Centers for Disease Control and Prevention guidelines say antigen testing results should be confirmed with a molecular method, owing to the speed and accuracy of those molecular methods. “And we are baffled that some hospitals and many urgent care clinics and office laboratories continue to use inaccurate antigen-based methods. Antigen testing, prone to both false-negative and false-positive results, serves only to delay an accurate result and diagnosis,” Dr. Martinez says. She and Dr. Wolk are committed to providing their patients and providers with faster and more accurate methods, she says, and to proving the downstream impact of rapid technology. “Our advice to anyone fielding requests to continue performing rapid antigen testing is ‘Just say no.’”
In 2009, when the laboratory still performed culture and DFA for respiratory pathogen testing, the average time to result was 67.13 hours—nearly three days. In 2011, a batch-based multiplex PCR was implemented. “We batched them once a day, Monday through Friday, and we were able to decrease our turnaround time by almost 30 hours,” Dr. Martinez says. Then, in late 2012, the laboratory adopted a non-batched multiplex test for respiratory pathogens, and the average turnaround time dropped—first to 11.68 hours, then to 5.9 in 2013 by distributing technology to more of the hospitals, and then to where it stands now at the end of the 2016 respiratory season, 2.83 hours.

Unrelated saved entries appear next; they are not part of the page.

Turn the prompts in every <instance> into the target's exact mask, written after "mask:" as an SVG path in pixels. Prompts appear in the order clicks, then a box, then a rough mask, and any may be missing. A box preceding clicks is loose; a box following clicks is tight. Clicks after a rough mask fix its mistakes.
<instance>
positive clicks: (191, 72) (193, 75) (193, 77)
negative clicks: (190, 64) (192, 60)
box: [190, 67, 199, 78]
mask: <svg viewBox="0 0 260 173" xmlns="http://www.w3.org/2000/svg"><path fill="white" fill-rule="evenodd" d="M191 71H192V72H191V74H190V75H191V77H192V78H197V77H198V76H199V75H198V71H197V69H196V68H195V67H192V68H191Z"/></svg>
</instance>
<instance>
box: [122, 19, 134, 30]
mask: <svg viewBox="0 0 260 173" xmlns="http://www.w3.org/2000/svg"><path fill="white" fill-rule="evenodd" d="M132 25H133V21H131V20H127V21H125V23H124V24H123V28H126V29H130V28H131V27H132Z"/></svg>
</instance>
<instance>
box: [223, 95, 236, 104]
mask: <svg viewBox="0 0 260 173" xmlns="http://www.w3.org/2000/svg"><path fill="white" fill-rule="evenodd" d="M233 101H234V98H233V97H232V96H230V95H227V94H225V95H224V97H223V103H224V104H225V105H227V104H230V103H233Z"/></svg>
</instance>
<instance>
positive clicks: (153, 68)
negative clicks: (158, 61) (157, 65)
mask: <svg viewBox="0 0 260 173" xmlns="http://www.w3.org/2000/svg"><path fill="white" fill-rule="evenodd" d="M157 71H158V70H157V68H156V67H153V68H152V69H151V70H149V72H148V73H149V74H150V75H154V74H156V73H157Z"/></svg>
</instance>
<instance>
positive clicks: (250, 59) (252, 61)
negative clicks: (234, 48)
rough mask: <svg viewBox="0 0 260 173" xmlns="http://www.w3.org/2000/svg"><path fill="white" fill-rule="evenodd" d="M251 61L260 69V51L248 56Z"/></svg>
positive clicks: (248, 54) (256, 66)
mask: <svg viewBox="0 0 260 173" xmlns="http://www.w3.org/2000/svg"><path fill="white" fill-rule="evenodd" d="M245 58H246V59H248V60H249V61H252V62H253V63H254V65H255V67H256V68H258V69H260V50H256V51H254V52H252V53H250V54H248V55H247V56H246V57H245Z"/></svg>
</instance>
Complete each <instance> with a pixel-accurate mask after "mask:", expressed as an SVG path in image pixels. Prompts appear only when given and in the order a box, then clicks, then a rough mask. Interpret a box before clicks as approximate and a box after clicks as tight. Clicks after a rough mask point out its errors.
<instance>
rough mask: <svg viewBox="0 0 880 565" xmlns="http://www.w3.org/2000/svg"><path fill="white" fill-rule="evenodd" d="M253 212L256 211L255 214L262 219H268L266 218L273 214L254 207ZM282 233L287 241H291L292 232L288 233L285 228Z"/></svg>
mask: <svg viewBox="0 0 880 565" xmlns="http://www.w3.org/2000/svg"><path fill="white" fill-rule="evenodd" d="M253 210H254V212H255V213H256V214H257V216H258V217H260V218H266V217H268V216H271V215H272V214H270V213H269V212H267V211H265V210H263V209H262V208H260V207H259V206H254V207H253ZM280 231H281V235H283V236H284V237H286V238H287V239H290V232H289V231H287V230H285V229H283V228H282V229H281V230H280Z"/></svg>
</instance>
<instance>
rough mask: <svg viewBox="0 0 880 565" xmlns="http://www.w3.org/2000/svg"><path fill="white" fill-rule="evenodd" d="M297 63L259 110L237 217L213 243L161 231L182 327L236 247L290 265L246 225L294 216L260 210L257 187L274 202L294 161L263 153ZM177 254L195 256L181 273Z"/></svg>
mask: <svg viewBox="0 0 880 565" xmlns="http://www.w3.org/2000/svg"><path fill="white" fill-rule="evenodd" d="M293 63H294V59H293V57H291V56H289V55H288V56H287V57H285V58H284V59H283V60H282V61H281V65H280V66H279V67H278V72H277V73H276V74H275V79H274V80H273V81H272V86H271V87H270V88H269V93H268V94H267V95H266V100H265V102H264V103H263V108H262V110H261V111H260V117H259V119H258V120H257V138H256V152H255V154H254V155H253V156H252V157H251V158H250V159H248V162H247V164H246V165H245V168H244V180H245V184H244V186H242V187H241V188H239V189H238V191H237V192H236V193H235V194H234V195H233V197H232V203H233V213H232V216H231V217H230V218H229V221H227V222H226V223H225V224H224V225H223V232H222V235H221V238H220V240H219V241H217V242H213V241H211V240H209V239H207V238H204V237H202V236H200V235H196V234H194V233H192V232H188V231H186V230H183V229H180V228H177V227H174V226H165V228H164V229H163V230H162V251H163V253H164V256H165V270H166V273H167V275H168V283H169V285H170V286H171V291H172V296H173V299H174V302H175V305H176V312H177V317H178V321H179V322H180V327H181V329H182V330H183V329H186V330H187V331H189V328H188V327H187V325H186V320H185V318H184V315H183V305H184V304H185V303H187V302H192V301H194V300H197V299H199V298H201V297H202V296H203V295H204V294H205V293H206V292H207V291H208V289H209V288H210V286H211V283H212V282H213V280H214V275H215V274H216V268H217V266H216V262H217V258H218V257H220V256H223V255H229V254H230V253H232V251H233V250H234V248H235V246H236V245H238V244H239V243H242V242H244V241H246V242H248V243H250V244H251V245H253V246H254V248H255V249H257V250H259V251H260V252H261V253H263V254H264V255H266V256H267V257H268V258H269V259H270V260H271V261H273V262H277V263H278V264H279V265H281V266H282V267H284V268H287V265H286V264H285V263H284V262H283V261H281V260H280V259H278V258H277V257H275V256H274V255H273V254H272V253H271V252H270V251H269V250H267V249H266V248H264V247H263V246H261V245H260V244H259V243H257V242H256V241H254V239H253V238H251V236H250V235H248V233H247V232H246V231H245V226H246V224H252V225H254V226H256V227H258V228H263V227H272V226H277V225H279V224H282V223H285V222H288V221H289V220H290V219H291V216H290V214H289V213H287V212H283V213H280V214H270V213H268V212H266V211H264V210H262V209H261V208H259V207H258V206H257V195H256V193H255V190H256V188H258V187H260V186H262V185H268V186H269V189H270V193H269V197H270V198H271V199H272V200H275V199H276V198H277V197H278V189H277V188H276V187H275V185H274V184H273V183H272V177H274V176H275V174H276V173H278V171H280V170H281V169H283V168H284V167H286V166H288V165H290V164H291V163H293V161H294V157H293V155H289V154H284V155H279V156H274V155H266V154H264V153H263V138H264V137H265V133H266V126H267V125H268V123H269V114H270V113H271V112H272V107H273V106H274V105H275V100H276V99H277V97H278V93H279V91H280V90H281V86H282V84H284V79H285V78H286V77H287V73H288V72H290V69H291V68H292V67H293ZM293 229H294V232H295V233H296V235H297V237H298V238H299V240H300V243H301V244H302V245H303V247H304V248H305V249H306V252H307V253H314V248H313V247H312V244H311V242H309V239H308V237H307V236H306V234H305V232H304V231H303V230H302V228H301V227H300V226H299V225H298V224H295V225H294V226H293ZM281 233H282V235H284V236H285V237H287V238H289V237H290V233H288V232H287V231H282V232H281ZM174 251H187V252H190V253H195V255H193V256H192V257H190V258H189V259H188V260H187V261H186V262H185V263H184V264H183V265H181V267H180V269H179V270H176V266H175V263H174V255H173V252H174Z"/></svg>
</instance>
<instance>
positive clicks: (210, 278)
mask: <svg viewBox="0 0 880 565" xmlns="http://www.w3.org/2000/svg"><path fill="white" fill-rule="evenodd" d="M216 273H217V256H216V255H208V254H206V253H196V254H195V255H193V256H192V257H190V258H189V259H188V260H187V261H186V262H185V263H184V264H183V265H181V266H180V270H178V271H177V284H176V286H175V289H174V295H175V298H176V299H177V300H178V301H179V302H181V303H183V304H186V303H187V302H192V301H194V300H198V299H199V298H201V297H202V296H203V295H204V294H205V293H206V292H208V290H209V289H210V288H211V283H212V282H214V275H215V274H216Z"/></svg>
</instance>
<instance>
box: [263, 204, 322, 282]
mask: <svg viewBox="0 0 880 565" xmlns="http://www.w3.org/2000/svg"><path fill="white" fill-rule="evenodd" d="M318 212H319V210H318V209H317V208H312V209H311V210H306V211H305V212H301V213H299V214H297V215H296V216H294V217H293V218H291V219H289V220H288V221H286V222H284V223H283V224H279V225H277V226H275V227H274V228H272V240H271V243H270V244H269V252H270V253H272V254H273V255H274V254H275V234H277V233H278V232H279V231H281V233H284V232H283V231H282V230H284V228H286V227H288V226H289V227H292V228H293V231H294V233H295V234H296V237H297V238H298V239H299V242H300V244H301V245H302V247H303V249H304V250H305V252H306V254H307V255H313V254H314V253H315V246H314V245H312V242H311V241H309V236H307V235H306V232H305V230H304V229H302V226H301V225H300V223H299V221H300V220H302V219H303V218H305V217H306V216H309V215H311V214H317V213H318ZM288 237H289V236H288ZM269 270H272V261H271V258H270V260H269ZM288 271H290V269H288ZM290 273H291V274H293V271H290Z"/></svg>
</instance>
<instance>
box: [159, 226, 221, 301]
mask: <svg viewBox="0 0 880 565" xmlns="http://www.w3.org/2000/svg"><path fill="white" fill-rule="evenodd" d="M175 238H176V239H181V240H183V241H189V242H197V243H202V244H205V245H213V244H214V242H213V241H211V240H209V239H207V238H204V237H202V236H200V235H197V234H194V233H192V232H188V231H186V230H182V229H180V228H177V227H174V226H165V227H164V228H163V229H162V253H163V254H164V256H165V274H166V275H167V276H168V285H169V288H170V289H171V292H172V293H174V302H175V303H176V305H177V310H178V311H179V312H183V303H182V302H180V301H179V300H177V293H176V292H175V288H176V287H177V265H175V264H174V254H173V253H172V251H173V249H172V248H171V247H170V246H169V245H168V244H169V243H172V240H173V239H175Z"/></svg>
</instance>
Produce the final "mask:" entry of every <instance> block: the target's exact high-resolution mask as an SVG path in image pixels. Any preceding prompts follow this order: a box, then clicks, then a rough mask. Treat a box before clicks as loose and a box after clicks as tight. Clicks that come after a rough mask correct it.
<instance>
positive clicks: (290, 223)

With the goal of reducing large-panel testing—thereby reducing costs, lowering turnaround time, and maximizing efficiency—the Geisinger laboratory collaborates with infectious disease clinicians, pharmacists, and infection prevention teams to support an algorithm that defines which patients should receive which type of nucleic acid amplification testing and at what time of year. The algorithm is revised annually before the start of flu season. Samples are collected and submitted in universal transport media, with nasopharyngeal swabs preferred for upper respiratory tract samples and 1 mL bronchoalveolar lavage for lower respiratory tract samples. Samples from inpatients, emergency room admissions and observation units, and high-risk outpatient groups are tested with a multiplex PCR panel (available year-round). Samples from low-risk outpatients and non-admitted ER patients are tested with abbreviated panel testing for influenza A and B and respiratory syncytial virus (available Nov. 1–April 30, when those viruses are highly prevalent).